Jake is a work in progress.

2 Comments

  1. Skinner

    December 19, 2014 at 6:55 am

    The idea that the King is doing us a favor by allowing us access to a public forest is a joke, of course. We’ve been hiking and skiing these mountains since before there was a Snow King. In many parts of the World, free unfettered uphill access to ski slopes or side country is a guaranteed right. None needs an armband. Just ask Dr, Fleck.

    A King Ambassador would have been a better idea just like the one on Teton Pass (ol’ Jay).

    The shot across the bow at the JHMR happened a long time ago. The JHMR didn’t care.

    Safety has never been the King’s first priority. Ski resorts can kill all the people they want thanks to state laws that protect them from liability outside of intentional harm. Once they sell you that arm band, they can kill you without worrying about the consequences. It’s like selling you a pass with all those legal disclaimers. That’s the real reason behind the arm band.

    Irresponsible dog owners and the safety hazards related to winch lines or avi work are legitimate concerns but they don’t need a $7.50 arm band to raise awareness or lay down the law. Snow King regularly ignores other hazards and has done little to demonstrate a real concern for safety.

    The King has published uphill travel maps for many years. The King has the legal right to impose restriction and they may need to if the uphill traffic becomes a true safety hazard. Snow King’s uphill policy was working just fine with a few exceptions. Of course, 15 years ago, the bootpack up Exhibition was a lonely place. Even 10 years ago. The difference is that the once-quiet bootpack, or skin, up the King has become way too popular. Just like Teton Pass.

    Some of the traffic is due to the skimo craze.

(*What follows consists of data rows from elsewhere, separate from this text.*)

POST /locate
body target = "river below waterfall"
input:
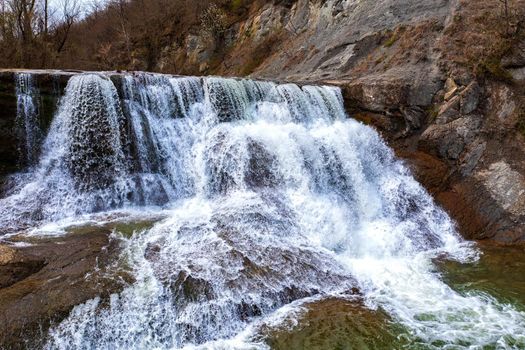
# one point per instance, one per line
(253, 215)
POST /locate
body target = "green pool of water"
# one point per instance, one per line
(341, 324)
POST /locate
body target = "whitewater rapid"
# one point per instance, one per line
(270, 198)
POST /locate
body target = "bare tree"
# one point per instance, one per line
(70, 12)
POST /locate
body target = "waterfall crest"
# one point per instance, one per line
(272, 197)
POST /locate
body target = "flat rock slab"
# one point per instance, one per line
(43, 279)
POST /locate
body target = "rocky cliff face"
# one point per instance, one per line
(442, 80)
(424, 73)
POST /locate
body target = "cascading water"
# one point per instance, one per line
(271, 198)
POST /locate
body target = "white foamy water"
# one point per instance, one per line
(269, 196)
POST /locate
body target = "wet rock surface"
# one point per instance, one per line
(42, 279)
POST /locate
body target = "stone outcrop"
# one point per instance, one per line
(41, 281)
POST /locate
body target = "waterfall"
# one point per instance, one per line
(271, 198)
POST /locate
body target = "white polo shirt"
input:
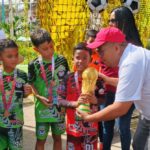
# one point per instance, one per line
(134, 78)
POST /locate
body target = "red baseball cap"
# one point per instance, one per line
(109, 34)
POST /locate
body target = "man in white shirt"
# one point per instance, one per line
(2, 34)
(133, 85)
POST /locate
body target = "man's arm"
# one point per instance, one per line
(109, 113)
(109, 80)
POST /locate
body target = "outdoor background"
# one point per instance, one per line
(66, 20)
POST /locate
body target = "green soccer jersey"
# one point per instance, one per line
(43, 113)
(15, 119)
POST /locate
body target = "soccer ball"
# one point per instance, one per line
(97, 5)
(133, 5)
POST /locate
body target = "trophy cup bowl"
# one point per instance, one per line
(89, 78)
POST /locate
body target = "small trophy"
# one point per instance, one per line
(89, 78)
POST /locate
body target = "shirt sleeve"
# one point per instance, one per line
(130, 83)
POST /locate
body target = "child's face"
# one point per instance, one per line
(81, 60)
(9, 57)
(90, 40)
(46, 49)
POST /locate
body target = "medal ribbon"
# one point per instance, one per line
(6, 103)
(43, 72)
(77, 83)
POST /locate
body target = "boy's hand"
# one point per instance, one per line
(87, 98)
(27, 90)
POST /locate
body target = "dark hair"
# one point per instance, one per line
(91, 33)
(7, 43)
(40, 36)
(126, 23)
(82, 46)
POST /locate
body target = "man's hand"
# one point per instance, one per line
(81, 114)
(87, 98)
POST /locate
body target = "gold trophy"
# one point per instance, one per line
(89, 78)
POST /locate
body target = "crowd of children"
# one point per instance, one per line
(56, 91)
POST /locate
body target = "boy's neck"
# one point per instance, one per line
(8, 70)
(79, 73)
(47, 59)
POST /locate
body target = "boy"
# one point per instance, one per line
(12, 91)
(80, 135)
(45, 74)
(90, 36)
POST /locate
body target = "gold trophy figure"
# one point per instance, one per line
(89, 78)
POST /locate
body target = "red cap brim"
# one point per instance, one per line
(96, 44)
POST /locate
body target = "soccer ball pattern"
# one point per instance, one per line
(97, 5)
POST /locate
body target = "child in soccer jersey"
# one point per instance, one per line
(80, 135)
(13, 88)
(45, 74)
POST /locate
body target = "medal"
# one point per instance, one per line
(52, 82)
(7, 103)
(6, 113)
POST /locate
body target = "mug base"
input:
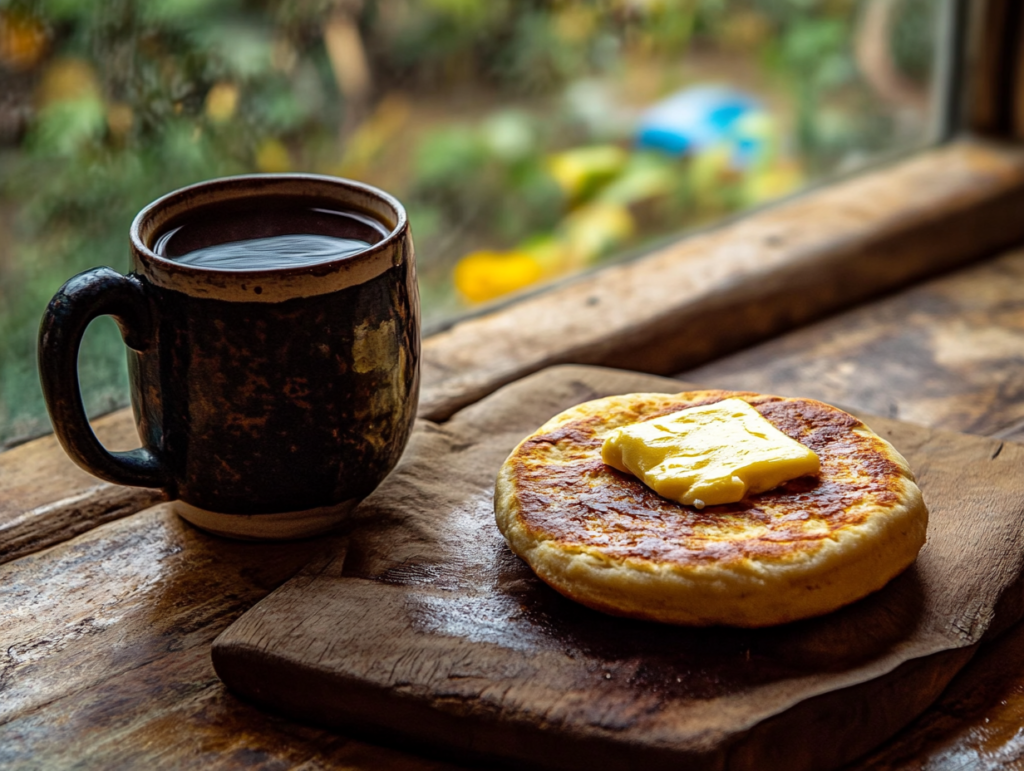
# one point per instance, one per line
(283, 526)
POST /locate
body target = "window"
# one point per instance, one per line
(528, 140)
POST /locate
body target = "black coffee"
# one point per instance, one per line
(268, 233)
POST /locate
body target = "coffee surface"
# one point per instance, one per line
(268, 236)
(279, 251)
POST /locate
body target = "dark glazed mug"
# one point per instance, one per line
(269, 401)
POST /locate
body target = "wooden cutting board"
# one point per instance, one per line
(430, 631)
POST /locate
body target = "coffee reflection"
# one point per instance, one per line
(267, 234)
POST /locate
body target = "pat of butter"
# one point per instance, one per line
(709, 455)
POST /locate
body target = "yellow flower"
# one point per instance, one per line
(68, 80)
(23, 40)
(221, 101)
(483, 275)
(578, 171)
(595, 229)
(120, 119)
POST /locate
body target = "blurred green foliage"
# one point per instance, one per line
(459, 106)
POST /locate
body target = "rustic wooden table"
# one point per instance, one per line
(107, 617)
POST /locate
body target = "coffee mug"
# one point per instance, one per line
(269, 400)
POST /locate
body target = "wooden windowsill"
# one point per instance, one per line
(678, 307)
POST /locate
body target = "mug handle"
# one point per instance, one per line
(94, 293)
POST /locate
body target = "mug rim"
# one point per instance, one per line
(267, 285)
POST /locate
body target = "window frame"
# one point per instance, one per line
(697, 298)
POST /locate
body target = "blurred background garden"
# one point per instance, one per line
(529, 139)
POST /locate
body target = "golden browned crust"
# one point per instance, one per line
(606, 540)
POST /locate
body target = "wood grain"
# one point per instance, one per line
(684, 304)
(947, 353)
(184, 716)
(104, 659)
(431, 629)
(46, 499)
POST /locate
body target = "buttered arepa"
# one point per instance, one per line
(838, 528)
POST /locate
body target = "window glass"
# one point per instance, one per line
(529, 139)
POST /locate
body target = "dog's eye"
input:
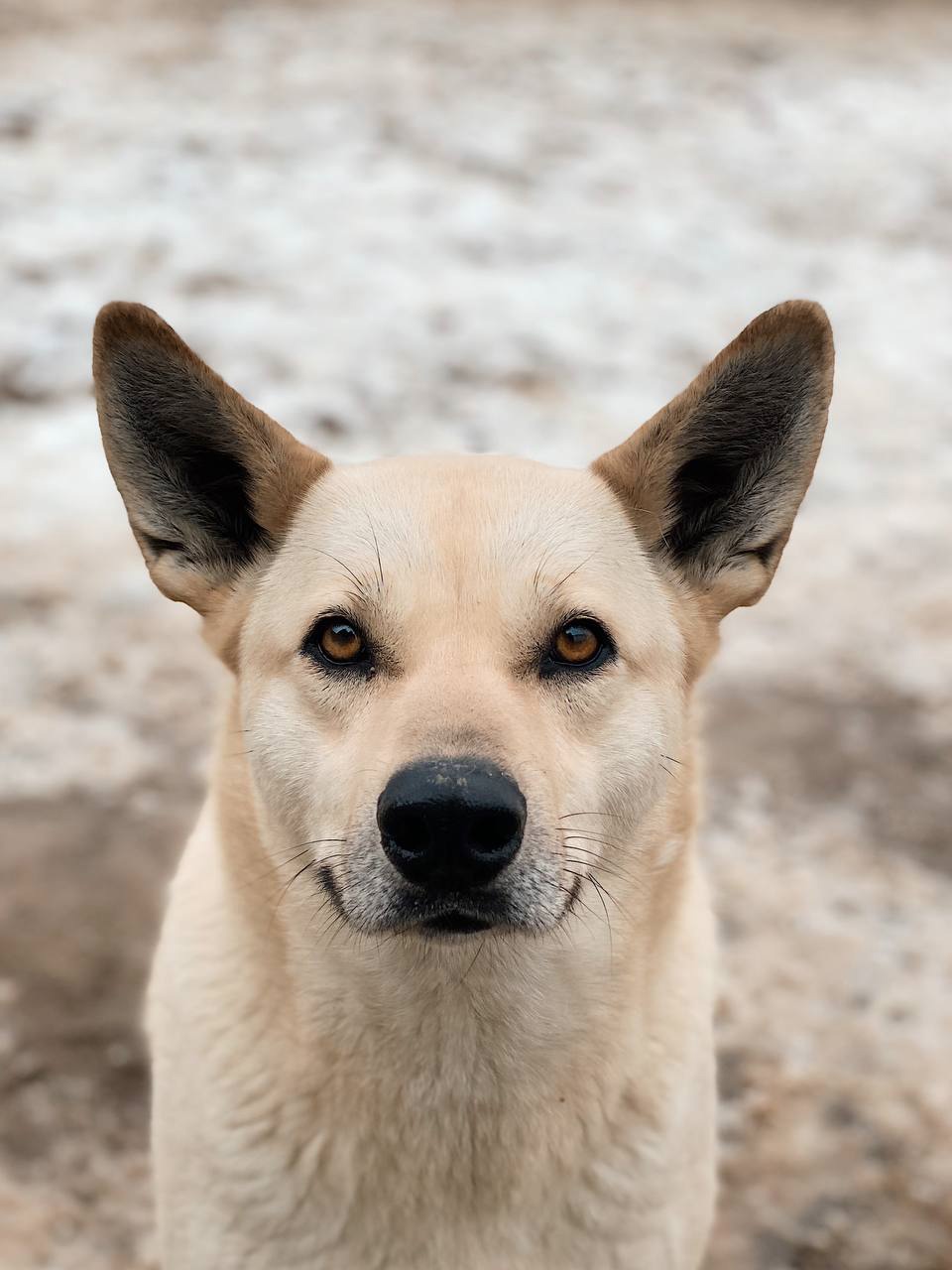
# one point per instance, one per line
(579, 644)
(336, 642)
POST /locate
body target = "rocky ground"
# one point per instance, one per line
(524, 226)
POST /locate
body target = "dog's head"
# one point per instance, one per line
(465, 683)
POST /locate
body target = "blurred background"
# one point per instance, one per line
(515, 226)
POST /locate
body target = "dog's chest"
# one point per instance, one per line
(409, 1180)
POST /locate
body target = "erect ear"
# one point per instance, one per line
(208, 481)
(714, 480)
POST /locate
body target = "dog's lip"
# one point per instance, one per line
(452, 913)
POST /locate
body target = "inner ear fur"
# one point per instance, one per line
(714, 480)
(209, 483)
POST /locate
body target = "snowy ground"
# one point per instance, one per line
(522, 226)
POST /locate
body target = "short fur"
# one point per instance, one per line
(334, 1088)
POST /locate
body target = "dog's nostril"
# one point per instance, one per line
(492, 829)
(451, 825)
(405, 826)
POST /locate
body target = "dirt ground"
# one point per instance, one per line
(522, 226)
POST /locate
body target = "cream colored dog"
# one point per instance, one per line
(434, 987)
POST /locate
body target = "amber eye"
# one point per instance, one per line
(579, 644)
(336, 642)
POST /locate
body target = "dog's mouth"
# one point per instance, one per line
(456, 924)
(451, 915)
(434, 916)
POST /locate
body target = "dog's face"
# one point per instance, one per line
(465, 683)
(440, 672)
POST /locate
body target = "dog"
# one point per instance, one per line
(434, 984)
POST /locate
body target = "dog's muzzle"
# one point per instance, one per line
(451, 826)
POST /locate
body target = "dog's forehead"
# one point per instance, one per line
(440, 517)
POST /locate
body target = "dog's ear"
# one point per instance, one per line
(208, 481)
(714, 480)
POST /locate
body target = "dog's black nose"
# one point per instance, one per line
(449, 825)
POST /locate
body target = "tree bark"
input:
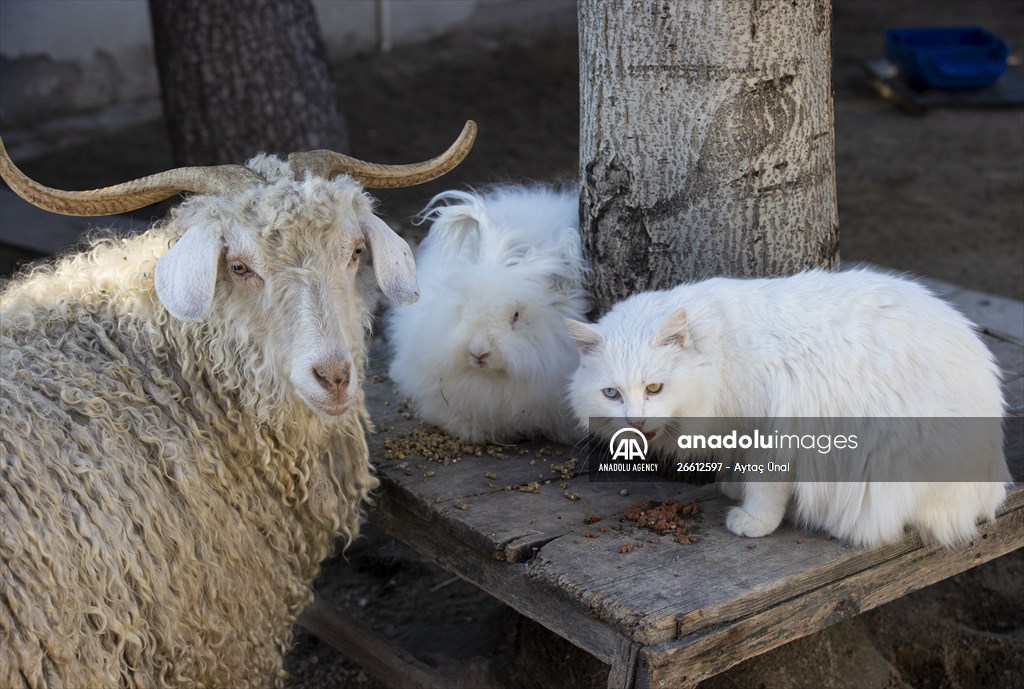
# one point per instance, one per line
(242, 77)
(707, 140)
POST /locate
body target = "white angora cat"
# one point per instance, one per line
(860, 345)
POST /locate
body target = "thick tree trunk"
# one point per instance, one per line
(707, 140)
(242, 77)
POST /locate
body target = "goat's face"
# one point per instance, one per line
(280, 266)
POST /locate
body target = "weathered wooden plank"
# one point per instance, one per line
(624, 666)
(647, 591)
(384, 660)
(691, 658)
(506, 582)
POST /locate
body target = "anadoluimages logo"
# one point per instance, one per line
(628, 443)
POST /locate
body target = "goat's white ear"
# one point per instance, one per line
(675, 331)
(186, 274)
(393, 262)
(586, 337)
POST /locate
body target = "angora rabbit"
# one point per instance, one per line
(483, 353)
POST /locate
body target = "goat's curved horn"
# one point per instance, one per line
(128, 196)
(328, 164)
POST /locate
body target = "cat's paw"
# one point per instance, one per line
(741, 522)
(731, 489)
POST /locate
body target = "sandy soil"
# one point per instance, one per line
(940, 195)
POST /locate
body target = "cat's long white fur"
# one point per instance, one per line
(859, 343)
(487, 257)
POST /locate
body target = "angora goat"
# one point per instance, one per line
(483, 354)
(183, 429)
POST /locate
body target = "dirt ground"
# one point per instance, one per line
(939, 195)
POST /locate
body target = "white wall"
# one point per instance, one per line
(67, 56)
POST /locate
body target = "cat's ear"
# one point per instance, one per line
(675, 331)
(586, 337)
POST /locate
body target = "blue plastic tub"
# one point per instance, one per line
(950, 57)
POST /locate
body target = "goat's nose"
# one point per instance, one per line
(333, 376)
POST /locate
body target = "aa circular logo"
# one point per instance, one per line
(628, 444)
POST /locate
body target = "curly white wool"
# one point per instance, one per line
(483, 354)
(169, 487)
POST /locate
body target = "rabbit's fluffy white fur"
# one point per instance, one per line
(859, 344)
(483, 353)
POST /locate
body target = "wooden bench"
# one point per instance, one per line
(519, 523)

Some of it is due to the closing of High School Hill. Population increases and the high price of skiing also play a part. Of course, the only place to get uphill exercise and great views in town is Snow King since everything else is closed for wildlife, or inaccessible.

    Given that the King is on the pubic dole and most of the resort is using public lands, I don’t feel like they deserve any more of my money if I’m out for a hike. If anything, they should be handing out FREE armbands. If I’m skiing their groomers, a case might be made that a donation is worthy. If I’m on non-groomers, leave me alone. Perhaps the Town should raise the rent on the land at the base which they lease for $1.

  2. Shane Rothman

    December 24, 2014 at 11:56 am

    I will not be donating any money to SKMR, I bought my pass to support the ski area, and I do not support Max-a-Billion Chapman and the plans to fund GM Ryan Stanley’s dream amusement park. I am disgusted by all of their plans, the expansion is even more insulting than the mountain coaster or ropes course, and I know that these stupid activities would not be necessary if they could provide a safe scenic ride with amenities at the summit, where the real money is at(hundreds of thousands of visitors and beers and ice creams, hundreds of weddings, events, etc.). The $8M in “improvements” is likely funded by the sale of their real estate parcels to out of state developers. I would rather donate to the JH Ski&Snowboard Club, which still is trying to raise the final $50k of $1.5M that paid for the snowguns and to budget the Terrain Parks and more. I am tired of SKMR LLC, and I want a Town Hill, and maybe it could be funded by a Teton County Income Tax or perhaps a tax on all of the large new developments planned.